Ces trous noirs, du moins en théorie, auraient une particularité surprenante : ils peuvent s'évaporer. Plus ils sont petits, plus ils sont chauds. Et plus ils sont chauds, plus ils émettent des particules via ce qu’on appelle le rayonnement Hawking. Un processus lent mais imparable, qui conduit à une sorte d’effet d’avalanche : le trou noir perd de la masse, se réchauffe de plus en plus et, finalement, met fin à son existence par une explosion.
Pendant des années, tout cela est resté confiné à la théorie. Puis, en 2023, l’expérience de collaboration KM3NeT a enregistré ce neutrino hors échelle, avec une énergie qui semble taillée sur mesure pour saper les modèles traditionnels.
Et c’est là que l’image commence à devenir vraiment intéressante. Car un autre grand observatoire, IceCube, n’a rien détecté de similaire. Si ces événements étaient courants, nous demanderions-nous, ne devrions-nous pas être littéralement bombardés par des neutrinos ultra-énergétiques ?
La réponse proposée par les chercheurs américains est aussi complexe que fascinante.
La « charge sombre » : le détail qui pourrait tout expliquer
Selon l’étude publiée dans Physical Review Letters, certains trous noirs primordiaux pourraient posséder une charge sombre. En termes simples, une force similaire à l'électricité que nous connaissons, mais appartenant à un secteur « sombre » de l'univers, peuplé de particules encore hypothétiques, comme un électron sombre, bien plus lourd que l'électron ordinaire.

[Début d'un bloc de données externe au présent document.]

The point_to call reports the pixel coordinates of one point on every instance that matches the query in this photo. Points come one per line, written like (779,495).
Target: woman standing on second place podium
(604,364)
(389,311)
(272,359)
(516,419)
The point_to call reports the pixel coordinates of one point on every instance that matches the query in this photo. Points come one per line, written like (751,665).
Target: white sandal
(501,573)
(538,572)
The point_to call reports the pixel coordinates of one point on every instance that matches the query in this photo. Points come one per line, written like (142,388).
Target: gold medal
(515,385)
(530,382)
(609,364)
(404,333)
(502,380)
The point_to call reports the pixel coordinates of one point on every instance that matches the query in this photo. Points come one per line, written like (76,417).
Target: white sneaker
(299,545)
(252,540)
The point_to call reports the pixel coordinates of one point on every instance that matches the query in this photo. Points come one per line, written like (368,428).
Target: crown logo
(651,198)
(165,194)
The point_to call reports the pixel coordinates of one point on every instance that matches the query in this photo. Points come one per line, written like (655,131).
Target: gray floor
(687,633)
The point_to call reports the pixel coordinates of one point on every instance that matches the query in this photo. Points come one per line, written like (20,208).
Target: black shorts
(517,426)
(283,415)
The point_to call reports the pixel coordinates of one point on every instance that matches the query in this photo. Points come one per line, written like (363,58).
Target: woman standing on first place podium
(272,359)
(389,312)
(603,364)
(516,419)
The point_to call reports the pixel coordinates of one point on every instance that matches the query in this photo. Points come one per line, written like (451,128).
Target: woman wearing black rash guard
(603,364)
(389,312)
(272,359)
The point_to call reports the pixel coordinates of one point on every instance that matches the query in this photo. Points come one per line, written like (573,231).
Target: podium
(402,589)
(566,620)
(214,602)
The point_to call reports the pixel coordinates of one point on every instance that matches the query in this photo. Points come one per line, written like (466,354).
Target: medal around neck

Ces trous noirs, définis quasi-extrêmeils se comporteraient différemment des modèles plus simples. Leurs explosions seraient rares, très puissantes et difficiles à intercepter, expliquant pourquoi une expérience a vu le neutrino et une autre non.
Mais il y a plus. Si cette charge sombre existe réellement, elle pourrait également offrir une clé pour comprendre l’un des plus grands mystères de la cosmologie : la matière noire. Cette substance invisible qui n’émet pas de lumière, mais qui maintient les galaxies ensemble et influence l’évolution de l’univers.
Si l’hypothèse se confirme, les conséquences seraient énormes. Non seulement nous aurions enfin une preuve expérimentale du rayonnement de Hawking, mais nous pourrions également démontrer l’existence de trous noirs primordiaux et découvrir de nouvelles particules au-delà du modèle standard de la physique.
En d’autres termes, un seul neutrino aurait pu ouvrir une fenêtre sur la naissance de l’univers, sur ce qui le constitue réellement et sur les lois profondes qui le régissent.
Et pendant que nous poursuivons notre vie quotidienne, là-bas, dans l’espace lointain, il pourrait y avoir un petit trou noir qui explose, laissant une trace destinée à nous atteindre des milliards d’années plus tard.